In order to overcome this, the scheme introduced by Brian Lenihan in December allows for the National Treasury Management Agency (NTMA) to issue new bonds that will be available for Irish pension funds.

The NTMA will allow Irish pension funds to buy new debt paying high interest.

On the face of it, this seems to be a very neat solution to what is likely to become a serious funding problem for Irish pension funds. It also has the added benefit of being a new source of funding for the State – rather than relying purely on the IMF and EU. It means that the State can start the process of grabbing people’s savings.

Just because something looks sensible on the face of it, doesn’t make it clever at all.

First, we have to look at a basic rule of investing. If the yield (interest rate) on an investment is high (and 9.4pc is very high for sovereign debt) then that price reflects the risk associated with that bond. Higher yield equals higher risk.

So pension funds will be exposing themselves to higher risk. Or rather, they will be exposing their members to higher risk. Remember these are some of the same lads who were buying Irish bank shares at the top of the market, so their judgment might not be the best.

Pension funds will also be further exposing Irish savers to the Irish State. Bad enough that the State is taxing us to pay for the banks but now it is taking our savings, through a sleight of hand with the pensions funds, to finance the banks too.

Remember it is your money. Private pension funds get their funding from people in employment putting their money in their pensions for the future. In an economic downturn, the number of people employed falls, therefore the number of people paying into the funds decreases (while the number of people withdrawing from the fund (pensioners) remains fairly constant. So, of course, now more than ever, the pension funds are attracted to something high-yielding, particularly if the State says, “Don’t worry, we will pay you in full.” But that’s just another promise.

When you think about it, the funding pressures on the pension funds are the same as the funding pressures on the State. Reduced economic activity in the State leads to reduced earnings for the Government, making buying Irish government bonds more risky. Can you now see how your savings might be put at risk by a scam which seems designed to help the State and the Irish pension fund industry?
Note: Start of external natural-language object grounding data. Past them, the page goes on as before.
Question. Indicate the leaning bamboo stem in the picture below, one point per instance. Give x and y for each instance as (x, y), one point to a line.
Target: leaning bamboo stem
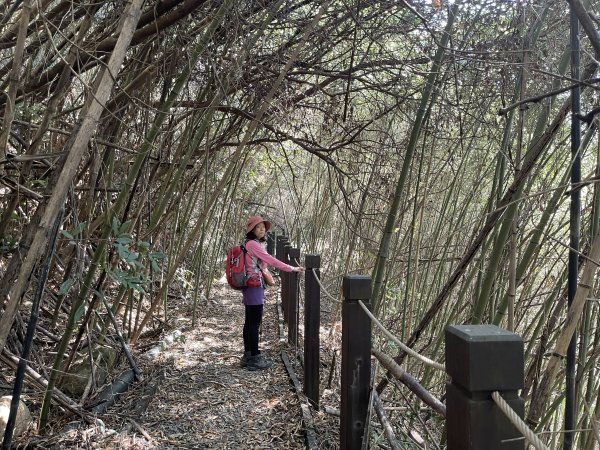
(574, 314)
(94, 106)
(9, 109)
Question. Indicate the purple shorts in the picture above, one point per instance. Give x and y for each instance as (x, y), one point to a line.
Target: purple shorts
(254, 296)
THIS is yet another example of the “insiders” in Ireland saving their own skins and giving the bill and the attendant risk to the “outsiders” – the ordinary Joe.

A little birdie told me that the NTMA is considering offering a 30-year Irish government bond yielding 6.2pc in the near future. This might look attractive to the pension funds at first blush and it might appeal to the “green jersey” brigade – the insiders who in times of trouble call on us, the outsiders, to do our patriotic duty. Well, amigo, there is nothing patriotic about bailing out Anglo.

This initiative is yet another example of pyramid scheme thinking. At the top of this pyramid, the Irish State offers an Irish pension fund a huge yield. This helps the State cover its huge budget hole momentarily and makes the balance sheets of the pension funds look robust because the yield is so high. So at the top all looks fine. But at the bottom the entire scam is predicated on the economy – you and me – continuing to stuff our money into the base of the pyramid in taxes and now our savings. In this way, the State manages to tie up all the income and the wealth of the individual citizen in its scam.

When the likes of Argentina ran out of options, it swiped its people’s savings in various elaborate stitch-ups. We may be going down the same route. In Argentina this led a friend of mine to describe Argentinian compatriots as “great patriots and terrible citizens”. When they play football they are the most passionate supporters but ask them to keep their money at home and they will laugh, citing the last time patriotism was used to rob them. No gracias, amigo. Could it happen here? Cinnte!